A call has been issued for a major inquiry to be conducted into Scotland’s land tenure system to address the shortcomings of the agricultural holdings legislation included in the country’s 2016 Land Reform Act.
Arguing that the Section 10 of the Act – which deals with farm tenancies – was exacerbating the current decline in the tenanted sector rather than rectifying it, law lord, the Right Honourable Brian Gill, said that the new act failed to address the fundamental issues driving the decline in the sector.
He said the time was long overdue for a full and systematic review which would look at the fundamentals of the legislation – adding that this should include an investigation of alternatives to traditional tenancies.
Addressing the Scottish Agricultural Arbiters and Valuers Association’s annual general meeting, Lord Gill said holdings legislation had been subjected to “sporadic and piecemeal” reform – often based on party politics and usually prompted by some current controversy – ever since the 1948 Act had brought in wide-ranging changes aimed at increasing the country’s food security after the privations of the Second World War.

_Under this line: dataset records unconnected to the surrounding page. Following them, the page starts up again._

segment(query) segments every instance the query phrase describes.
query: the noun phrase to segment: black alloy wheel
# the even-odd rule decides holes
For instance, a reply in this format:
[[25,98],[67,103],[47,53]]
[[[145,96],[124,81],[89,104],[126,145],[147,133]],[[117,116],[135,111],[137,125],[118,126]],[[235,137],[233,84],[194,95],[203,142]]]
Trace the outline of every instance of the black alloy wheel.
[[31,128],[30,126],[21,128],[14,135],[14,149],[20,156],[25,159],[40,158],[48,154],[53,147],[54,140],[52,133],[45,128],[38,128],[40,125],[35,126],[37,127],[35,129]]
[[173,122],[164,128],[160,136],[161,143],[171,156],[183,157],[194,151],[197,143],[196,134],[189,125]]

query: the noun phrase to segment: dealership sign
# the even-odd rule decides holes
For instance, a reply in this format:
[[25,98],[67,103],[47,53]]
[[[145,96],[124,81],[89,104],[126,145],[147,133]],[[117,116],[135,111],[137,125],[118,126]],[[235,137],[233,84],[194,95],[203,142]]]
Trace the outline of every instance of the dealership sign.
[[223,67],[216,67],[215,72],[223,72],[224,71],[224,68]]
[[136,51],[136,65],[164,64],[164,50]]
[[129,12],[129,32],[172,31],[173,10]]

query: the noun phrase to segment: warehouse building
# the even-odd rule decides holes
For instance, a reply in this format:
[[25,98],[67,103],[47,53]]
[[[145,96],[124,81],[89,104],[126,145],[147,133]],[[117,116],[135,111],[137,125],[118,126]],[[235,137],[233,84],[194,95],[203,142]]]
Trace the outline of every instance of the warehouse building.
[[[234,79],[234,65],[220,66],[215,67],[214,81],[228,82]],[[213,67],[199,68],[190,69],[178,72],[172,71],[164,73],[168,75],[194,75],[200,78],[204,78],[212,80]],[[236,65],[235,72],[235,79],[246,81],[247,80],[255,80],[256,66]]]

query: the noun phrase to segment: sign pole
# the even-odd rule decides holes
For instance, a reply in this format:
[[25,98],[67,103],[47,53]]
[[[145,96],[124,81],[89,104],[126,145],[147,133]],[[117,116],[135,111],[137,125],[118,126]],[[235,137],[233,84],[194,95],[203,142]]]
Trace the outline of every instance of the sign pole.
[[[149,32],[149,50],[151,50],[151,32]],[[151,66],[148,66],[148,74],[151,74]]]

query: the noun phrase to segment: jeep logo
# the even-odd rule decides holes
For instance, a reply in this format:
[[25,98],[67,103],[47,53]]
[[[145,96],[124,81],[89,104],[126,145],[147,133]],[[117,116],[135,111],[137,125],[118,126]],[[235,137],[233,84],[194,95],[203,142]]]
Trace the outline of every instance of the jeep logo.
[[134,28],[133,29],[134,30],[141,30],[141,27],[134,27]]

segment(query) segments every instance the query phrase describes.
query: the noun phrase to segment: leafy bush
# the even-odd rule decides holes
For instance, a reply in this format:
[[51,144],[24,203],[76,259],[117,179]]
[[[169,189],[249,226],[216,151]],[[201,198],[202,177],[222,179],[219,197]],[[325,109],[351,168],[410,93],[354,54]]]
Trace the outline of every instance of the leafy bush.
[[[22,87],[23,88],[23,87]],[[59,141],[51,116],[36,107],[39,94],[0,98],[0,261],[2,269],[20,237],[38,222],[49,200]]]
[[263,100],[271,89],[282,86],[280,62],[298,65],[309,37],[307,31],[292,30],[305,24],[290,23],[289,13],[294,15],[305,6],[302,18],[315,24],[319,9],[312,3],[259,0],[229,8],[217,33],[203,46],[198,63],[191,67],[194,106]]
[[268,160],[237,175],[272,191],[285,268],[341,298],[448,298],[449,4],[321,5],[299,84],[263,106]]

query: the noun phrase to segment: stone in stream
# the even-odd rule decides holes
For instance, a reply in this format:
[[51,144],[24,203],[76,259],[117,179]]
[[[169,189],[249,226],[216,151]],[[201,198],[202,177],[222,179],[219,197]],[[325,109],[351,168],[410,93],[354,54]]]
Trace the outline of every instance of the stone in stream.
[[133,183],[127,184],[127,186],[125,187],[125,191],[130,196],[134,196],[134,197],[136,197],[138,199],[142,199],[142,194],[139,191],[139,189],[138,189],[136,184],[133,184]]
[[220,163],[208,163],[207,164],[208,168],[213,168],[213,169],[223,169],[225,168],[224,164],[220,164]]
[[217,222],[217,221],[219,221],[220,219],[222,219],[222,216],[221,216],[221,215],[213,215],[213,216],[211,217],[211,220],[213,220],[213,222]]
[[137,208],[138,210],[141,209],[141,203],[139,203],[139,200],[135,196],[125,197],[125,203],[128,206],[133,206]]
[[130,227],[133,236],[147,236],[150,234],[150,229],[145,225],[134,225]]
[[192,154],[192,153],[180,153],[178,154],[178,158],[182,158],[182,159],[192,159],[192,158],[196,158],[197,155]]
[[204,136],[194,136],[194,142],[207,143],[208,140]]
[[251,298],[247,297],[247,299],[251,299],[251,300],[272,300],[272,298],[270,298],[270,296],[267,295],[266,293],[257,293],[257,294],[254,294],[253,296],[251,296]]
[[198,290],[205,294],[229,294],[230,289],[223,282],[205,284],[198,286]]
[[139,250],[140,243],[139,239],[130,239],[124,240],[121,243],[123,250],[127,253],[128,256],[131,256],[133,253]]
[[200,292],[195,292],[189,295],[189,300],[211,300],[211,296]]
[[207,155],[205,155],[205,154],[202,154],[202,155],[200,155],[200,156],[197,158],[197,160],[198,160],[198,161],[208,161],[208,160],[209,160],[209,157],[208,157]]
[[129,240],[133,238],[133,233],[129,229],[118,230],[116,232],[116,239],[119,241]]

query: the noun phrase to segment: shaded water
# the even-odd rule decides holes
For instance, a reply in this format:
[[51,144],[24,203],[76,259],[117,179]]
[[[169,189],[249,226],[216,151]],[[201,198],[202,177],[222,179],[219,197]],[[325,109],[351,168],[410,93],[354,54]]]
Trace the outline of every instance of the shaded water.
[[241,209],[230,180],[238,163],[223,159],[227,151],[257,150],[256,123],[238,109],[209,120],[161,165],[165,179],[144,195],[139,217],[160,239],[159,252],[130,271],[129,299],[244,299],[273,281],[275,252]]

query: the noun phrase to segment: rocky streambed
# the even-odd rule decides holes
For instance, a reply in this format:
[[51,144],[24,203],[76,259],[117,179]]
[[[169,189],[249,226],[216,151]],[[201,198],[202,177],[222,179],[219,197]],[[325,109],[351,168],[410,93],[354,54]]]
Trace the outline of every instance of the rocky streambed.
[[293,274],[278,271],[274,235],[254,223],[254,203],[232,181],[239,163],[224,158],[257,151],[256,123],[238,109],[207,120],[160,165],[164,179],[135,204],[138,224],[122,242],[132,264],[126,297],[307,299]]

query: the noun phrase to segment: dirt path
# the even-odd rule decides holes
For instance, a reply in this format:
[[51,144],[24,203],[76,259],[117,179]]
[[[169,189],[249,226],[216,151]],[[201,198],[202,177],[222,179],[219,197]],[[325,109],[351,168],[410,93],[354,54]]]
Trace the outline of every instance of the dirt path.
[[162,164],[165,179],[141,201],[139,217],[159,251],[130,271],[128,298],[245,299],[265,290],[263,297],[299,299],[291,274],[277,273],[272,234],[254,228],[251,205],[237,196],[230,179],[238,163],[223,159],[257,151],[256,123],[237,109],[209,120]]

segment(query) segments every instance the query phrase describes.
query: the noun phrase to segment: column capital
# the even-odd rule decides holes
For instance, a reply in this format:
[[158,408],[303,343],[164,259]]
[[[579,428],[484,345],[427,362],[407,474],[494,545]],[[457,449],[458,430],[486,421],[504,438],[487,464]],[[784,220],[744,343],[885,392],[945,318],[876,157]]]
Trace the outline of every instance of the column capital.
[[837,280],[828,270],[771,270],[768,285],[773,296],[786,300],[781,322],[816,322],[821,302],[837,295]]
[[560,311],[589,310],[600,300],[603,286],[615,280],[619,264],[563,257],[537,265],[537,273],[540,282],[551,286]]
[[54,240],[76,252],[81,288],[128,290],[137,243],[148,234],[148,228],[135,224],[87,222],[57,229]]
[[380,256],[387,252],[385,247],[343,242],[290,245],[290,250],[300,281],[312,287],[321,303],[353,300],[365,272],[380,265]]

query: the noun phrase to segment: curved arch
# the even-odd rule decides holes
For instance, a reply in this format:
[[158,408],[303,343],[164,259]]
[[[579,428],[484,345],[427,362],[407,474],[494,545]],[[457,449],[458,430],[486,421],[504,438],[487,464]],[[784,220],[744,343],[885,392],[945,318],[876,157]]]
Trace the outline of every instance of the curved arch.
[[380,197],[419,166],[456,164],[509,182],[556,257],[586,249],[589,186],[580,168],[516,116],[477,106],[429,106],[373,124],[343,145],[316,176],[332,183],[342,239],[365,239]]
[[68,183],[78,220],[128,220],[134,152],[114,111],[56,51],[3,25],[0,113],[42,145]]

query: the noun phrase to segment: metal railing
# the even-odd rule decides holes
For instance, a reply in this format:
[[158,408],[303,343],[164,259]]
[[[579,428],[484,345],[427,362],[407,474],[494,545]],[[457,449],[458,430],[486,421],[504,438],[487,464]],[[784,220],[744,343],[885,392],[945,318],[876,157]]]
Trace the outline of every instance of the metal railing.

“Over the past 70 years, farming has undergone far-reaching structural change and the strategic priorities of today are not the same as those of a war-ravaged economy,” said Lord Gill.
He said that while the cause of the continued attrition in the sector had been recognised by legislators – including those drawing up the 2016 land reform bill – only the effects had been dealt with rather than the root causes.
“What the new bill is effectively trying to do is to treat the symptoms without trying to cure the illness,” added Lord Gill.
Stressing that it appeared to be a lack of confidence among landowners to let land out that was at the root of the problem, he indicated that while swinging the pendulum in favour of the tenant might help those already in tenancies, it also acted to reduce the numbers of new leases being granted by landowners.
With any traditional tenancies which ended most likely to be farmed in hand, this was a major factor in the current decline of the tenanted sector.
He said the lack of confidence among landowners was due to fears they would lose access and control of their land through the creation of secure tenancies – along with the continued perceived threat of right to buy.